MODEL OF KNOWLEDGE GRAPH FOR A COLLECTION OF MATHEMATICAL ARTICLES
Kazan Federal University (RUSSIAN FEDERATION)
About this paper:
Conference name: 16th annual International Conference of Education, Research and Innovation
Dates: 13-15 November, 2023
Location: Seville, Spain
Abstract:
This paper provides a detailed description of the process of creating a knowledge graph for a collection of mathematical articles in the Russian language. During the creation of this graph, tools were developed for the automatic construction of knowledge graphs for collections that conform to the patterns present in the collection under study. Such a graph will enable the systematic organization and structuring of information stored within the articles in the provided collection. The knowledge graph will facilitate the establishment of connections between articles based on their content, allowing for the identification of hidden relationships and enabling deeper domain analysis. In the future, this graph can serve as a foundation for the development of intelligent systems, automatic classifiers, similar article search engines, and other applications that can be used by researchers, journals and students. It is planned to expand the collection with studies in different languages, this will allow to build relationships between articles in different languages.
A special ontology for the representation of mathematical articles was developed. This ontology is minimal for building the necessary knowledge graph. Developed ontology was aligned with known external ontologies. The classes of the constructed ontology represent the types of objects of the knowledge graph, and the properties represent the links between these objects.

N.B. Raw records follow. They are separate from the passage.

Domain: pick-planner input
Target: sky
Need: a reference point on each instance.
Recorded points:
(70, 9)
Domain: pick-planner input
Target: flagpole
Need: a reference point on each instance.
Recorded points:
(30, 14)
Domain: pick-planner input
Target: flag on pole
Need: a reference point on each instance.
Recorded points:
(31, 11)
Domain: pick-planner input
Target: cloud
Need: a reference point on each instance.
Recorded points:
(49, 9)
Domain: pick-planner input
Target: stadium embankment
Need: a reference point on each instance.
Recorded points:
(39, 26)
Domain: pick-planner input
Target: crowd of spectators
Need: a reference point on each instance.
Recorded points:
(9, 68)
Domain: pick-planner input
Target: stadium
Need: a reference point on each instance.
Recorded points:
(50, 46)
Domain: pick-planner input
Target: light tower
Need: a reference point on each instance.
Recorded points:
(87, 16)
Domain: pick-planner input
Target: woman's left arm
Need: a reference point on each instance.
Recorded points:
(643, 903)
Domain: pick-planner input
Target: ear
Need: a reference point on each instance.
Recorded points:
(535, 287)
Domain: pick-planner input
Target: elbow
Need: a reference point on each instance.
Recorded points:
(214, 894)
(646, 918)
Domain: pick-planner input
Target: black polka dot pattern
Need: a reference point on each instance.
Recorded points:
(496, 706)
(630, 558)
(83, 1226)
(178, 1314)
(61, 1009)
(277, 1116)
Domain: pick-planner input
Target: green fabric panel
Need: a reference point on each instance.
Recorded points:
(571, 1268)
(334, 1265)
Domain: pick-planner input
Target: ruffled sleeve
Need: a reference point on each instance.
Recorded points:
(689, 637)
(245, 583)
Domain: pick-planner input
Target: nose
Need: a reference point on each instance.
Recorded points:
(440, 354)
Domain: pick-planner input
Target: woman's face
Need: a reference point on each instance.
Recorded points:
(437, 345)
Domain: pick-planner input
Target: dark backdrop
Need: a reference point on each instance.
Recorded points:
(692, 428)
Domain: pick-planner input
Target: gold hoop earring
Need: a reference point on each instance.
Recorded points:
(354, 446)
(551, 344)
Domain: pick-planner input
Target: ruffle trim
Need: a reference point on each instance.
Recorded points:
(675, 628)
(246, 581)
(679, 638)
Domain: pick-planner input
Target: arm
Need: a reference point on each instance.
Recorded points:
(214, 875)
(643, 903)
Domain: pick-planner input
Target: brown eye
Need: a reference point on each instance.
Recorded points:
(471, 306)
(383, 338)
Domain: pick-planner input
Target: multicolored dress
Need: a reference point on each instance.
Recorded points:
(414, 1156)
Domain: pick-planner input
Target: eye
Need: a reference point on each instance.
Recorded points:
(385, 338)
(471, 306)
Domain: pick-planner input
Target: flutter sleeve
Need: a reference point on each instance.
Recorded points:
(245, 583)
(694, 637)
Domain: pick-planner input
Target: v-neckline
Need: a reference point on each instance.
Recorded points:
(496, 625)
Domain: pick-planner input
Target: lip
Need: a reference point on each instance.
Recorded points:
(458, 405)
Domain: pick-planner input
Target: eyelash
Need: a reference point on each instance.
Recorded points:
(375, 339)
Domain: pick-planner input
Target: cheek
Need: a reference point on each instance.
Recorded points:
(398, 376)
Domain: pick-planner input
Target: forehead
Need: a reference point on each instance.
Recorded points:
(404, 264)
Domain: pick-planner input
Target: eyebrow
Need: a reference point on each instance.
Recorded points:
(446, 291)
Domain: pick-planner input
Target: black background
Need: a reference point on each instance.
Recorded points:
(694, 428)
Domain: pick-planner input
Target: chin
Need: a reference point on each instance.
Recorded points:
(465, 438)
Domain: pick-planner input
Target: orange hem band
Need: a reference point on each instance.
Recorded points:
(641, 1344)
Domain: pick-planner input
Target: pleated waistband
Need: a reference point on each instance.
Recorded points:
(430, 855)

The input to developed instruments consists of a collection of mathematical article files in LaTeX format. These articles are opened in the appropriate encoding. Then, the necessary entities are extracted from the LaTeX code, including Universal Decimal Classification (UDC) codes, publication dates, authors, references, titles, used formulas, and author affiliations. Standard text preprocessing is performed on the article texts. Next, mathematical terms are extracted from the lemmatized texts using the OntoMathPRO ontology, and from the preprocessed texts (lemmatized texts without stop words), document topics are extracted using Latent Dirichlet Allocation (LDA) method.
To extract mathematical terms from the articles, mathematical concepts present in the OntoMathPRO ontology are identified. For this purpose, the labels, i.e., the names of concepts (classes) in Russian, are selected from the ontology. Both the original versions of the labels and their lemmatized versions are retained. Next, for each lemmatized text, it is checked whether a particular lemmatized label exists in it. If it is present, the original version of the corresponding label is added to the list of terms for the document.
Topic modeling was performed using the LDA method on the collection of mathematical articles. Optimal hyperparameters, including the number of topics, were selected using grid search for maximizing the CV Coherence metric. The identified topics were recorded in the knowledge graph through specific properties.
Also, in this study various statistics of the constructed knowledge graph were computed.Keywords:
Knowledge graph construction, Linked Data, Topic modeling, Mathematical Paper.